DEVA Partisi Genel Lideri Ali Babacan FOX TV Çalar Saat Programı’nın konuğu oldu. İsmail Küçükkaya’nın sorularını yanıtlayan Babacan gündeme ait de açıklamalarda bulundu. Babacan’ın konuşmasından öne çıkanlar şöyle:
Bildiri açıklaması
“Bütün bu olanlar Türkiye’nin yakın devirdeki darbe hafızası ile çok yakından ilgili. Bundan daha 5 sene evvel bir darbe teşebbüsü oldu ve beşerler canını kaybetti. Münasebetiyle darbe artık gündemden çıktı, bu türlü bir risk yok, Türkiye’de artık demokrasi oturdu demek çok kolay değil. Münasebetiyle her an dikkat etmek lazım. Silahlı Kuvvetler’in takımını, insan kaynağı yapısını büsbütün liyakat bazlı götürmek lazım.
Başka hiçbir faktör kelam konusu olmamalı. Şayet her gelen iktidar kendisi üzere düşünen, kendi ideolojisini benimsiyen bir insan kaynağı sıkıntısında olursa bu ülkenin başı sorunlardan kurtulmaz. Buradaki olay değişik bir olay. Buradaki olay aslında Kanal İstanbul’la ilgili kaygılar var. Öncelikle etraf tesir değerlendirmesinin tam yapılmadığıyla ilgili telaşlar var. Tekrar güvenlik perpektifine bakıldığında İstanbul’un Kanal İstanbul’dan sonra bir ada haline geleceği ve İstanbul’da nüfusun en çok olduğu yerde bir ada oluşuyor.
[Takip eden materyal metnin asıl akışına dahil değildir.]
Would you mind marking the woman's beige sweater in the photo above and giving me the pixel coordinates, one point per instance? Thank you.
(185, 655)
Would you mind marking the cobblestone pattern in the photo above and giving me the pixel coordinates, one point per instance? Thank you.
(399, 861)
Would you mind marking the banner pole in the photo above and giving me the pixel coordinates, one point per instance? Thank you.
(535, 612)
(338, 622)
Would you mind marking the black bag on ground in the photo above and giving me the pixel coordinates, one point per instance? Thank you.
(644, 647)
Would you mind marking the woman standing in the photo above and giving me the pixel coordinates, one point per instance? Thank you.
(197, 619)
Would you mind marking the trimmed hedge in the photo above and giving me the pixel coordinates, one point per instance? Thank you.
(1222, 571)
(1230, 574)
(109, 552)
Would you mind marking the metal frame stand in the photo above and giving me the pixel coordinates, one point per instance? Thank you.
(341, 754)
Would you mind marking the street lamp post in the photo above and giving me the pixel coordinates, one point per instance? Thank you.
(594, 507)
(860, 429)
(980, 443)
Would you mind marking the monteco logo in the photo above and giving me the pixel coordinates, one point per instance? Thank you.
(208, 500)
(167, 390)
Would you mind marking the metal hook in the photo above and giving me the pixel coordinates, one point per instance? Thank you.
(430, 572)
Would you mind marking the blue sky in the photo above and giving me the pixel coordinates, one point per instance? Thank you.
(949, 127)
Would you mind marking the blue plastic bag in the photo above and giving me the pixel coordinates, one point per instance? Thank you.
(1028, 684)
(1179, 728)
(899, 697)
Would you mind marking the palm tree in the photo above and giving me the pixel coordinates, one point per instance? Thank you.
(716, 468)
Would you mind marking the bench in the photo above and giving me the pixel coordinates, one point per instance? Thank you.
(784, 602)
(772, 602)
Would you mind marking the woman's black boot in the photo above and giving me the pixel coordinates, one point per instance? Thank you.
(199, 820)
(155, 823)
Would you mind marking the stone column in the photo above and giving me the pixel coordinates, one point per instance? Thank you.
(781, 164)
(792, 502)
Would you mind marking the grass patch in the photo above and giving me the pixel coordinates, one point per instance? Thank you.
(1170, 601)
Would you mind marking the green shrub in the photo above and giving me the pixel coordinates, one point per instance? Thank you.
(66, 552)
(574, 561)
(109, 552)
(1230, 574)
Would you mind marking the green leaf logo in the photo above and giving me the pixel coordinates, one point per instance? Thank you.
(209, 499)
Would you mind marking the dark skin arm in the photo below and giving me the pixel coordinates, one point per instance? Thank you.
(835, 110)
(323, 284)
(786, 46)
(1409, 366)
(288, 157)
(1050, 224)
Bu adanın dış güvenlik ve sarsıntı riskine bakıldığında pek çok riski barındırdığını uzmanlar söylüyor.”
“Cumhurbaşkanına söyleyecek cüret yok hiç kimsede”
“Konunun ikinci boyutu ise memleketler arası muahedeler boyutu, Montrö Muahedesi boyutu. Hükümetin Kanal İstanbul’la ilgili tavrı nasıl? ‘Ben bunu yapacağım’ diyor ve teknik, tüzel, etraf değerlendirmeleri hepsi bir kenara itiliyor. Tasalar var ancak bunu hükümete, Cumhurbaşkanına söyleyecek yürek yok hiç kimsede. Bu türlü olunca da gereksiz açıklamalar geliyor şuradan buradan.
Özellikle bu emekli amirellerin yaptığı açıklamalar, bunlar kabul edilebilir şeyler değil. Burada önemli bir basiretsizlik var. Yani bu türlü bir açıklamanın nereye gideceğini herhalde hesap etmeleri gereken insan bunlar. Vakti yanlış, mecrası yanlış, her şeyi yanlış. Sıkıntı Montrö ise mevzuyu genişletip yanlış anlamaya müsait hale getirmişler bunu. Hakikaten çok büyük kusur yapmışlar, bu türlü bir şey kabul edilemez.”
“Hükümet bunu sonuna kadar kullanacak”
“Bu 103 tane amiral adeta hükümete altın bir tepsinin içinde bu imkanı sundu. ‘Alın bunu kullanın bundan sonra Kanal İstanbul için size kolay kolay muhalefet de gelmez. O denli bir açıklama yapacağız ki siz Kanal İstanbul’u rahat rahat yapacaksınız’ diye altın bir tepsinin içinde sundular. Hükümet, bunu sonu kadar kullanacak. Bundan sonra ‘Kanal İstanbul’u istemiyorum’ diyenlere, ‘darbeci amirallerle mi berabersin’ yoksa ‘benimle mi’ diyerek tipik kutuplaştırma yapılacak.”